Aaron si guarda intorno, scruta preoccupato l'orizzonte. Un clima di sinistra
e irrealistica quiete circonda l'abitazione. Entriamo nella casa, insieme
ad Aaron. La famiglia si sta preparando per la cena, la giovane Lucy sta apparecchiando
la tavola. Martha, una premurosa madre, è visibilmente preoccupata, ma fa
finta di nulla. Anche Aaron lo è, imbraccia il fucile ed esce fuori in cortile
per controllare, con la scusa di cercare qualche gallina prataiola. Sembra
che ci sia qualcosa che non va, aleggia una invisibile minaccia che si respira
nell'aria, nel rosso pastello del tramonto, e tutti i personaggi, tranne Lucy,
sembrano percepirla anche se fanno di tutto per mascherarla, come nel tentativo
disperato di proteggere una fittizia pace domestica. Lucy fa per accendere
un lume, ma Martha glielo impedisce di scatto con un gesto isterico che tradisce
il suo lacerante nervosismo. Dal fondo della valle si percepisce ora il bagliore
accecante di un segnale luminoso. Sono gli indiani, stanno per attaccare.
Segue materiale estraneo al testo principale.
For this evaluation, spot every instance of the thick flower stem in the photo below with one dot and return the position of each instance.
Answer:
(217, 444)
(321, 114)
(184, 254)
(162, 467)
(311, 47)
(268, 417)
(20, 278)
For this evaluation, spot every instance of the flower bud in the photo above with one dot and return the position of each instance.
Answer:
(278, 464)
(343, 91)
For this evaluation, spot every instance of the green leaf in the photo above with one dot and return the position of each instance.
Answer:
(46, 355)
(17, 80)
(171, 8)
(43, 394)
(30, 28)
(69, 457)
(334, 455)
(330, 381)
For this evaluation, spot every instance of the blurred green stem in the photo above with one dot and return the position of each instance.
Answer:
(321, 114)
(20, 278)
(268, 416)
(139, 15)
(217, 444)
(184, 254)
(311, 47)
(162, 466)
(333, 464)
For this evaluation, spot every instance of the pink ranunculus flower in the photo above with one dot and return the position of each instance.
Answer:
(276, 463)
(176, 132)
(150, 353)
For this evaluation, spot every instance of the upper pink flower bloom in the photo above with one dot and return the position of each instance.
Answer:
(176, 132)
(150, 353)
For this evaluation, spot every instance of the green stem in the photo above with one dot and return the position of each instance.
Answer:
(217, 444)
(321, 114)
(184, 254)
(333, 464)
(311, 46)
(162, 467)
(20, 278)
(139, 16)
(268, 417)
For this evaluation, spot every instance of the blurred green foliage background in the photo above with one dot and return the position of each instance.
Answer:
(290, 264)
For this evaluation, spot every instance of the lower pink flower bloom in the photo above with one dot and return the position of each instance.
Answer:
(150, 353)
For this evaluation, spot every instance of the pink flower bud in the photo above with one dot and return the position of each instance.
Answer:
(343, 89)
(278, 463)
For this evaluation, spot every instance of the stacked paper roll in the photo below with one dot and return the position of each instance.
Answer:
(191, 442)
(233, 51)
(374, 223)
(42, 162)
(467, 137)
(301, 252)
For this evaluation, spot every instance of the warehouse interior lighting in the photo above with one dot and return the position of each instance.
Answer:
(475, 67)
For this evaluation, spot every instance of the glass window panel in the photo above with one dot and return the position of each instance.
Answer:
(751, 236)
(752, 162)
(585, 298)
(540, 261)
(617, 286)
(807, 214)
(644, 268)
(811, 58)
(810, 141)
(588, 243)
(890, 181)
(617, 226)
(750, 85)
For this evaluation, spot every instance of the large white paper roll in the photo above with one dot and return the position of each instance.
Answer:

Lucy finalmente capisce, e con una raggelante carrellata in avanti su di lei
vediamo in primo piano il suo volto deformato da un urlo di allucinato terrore.
Probabilmente
mai nella storia del cinema il senso i una minaccia incombente è stato rappresentato
con tanta profonda e toccante intimità. Sergio Leone, in quella sua mastodontica
parola definitiva sul cinema western che è C'era
una volta il West,
epilogo espressivo dell'esperienza italiana e nello stesso tempo ritorno alle
origini del western classico, attua un remake lucidamente filologico di questa
sequenza. È il secondo incipit del film, lo smisurato brano audiovisivo della
durata di ben nove minuti che mostra la strage della famiglia McBain, con
presentazione finale di Henry Fonda come maschera suprema del cattivo cinematografico.
La magistrale sequenza, probabilmente la vetta più alta dell'intero film insieme
al mortuario duello finale, è concepita e strutturata con una progressione
drammaturgica fedelmente ricalcata sul modello di quella fordiana.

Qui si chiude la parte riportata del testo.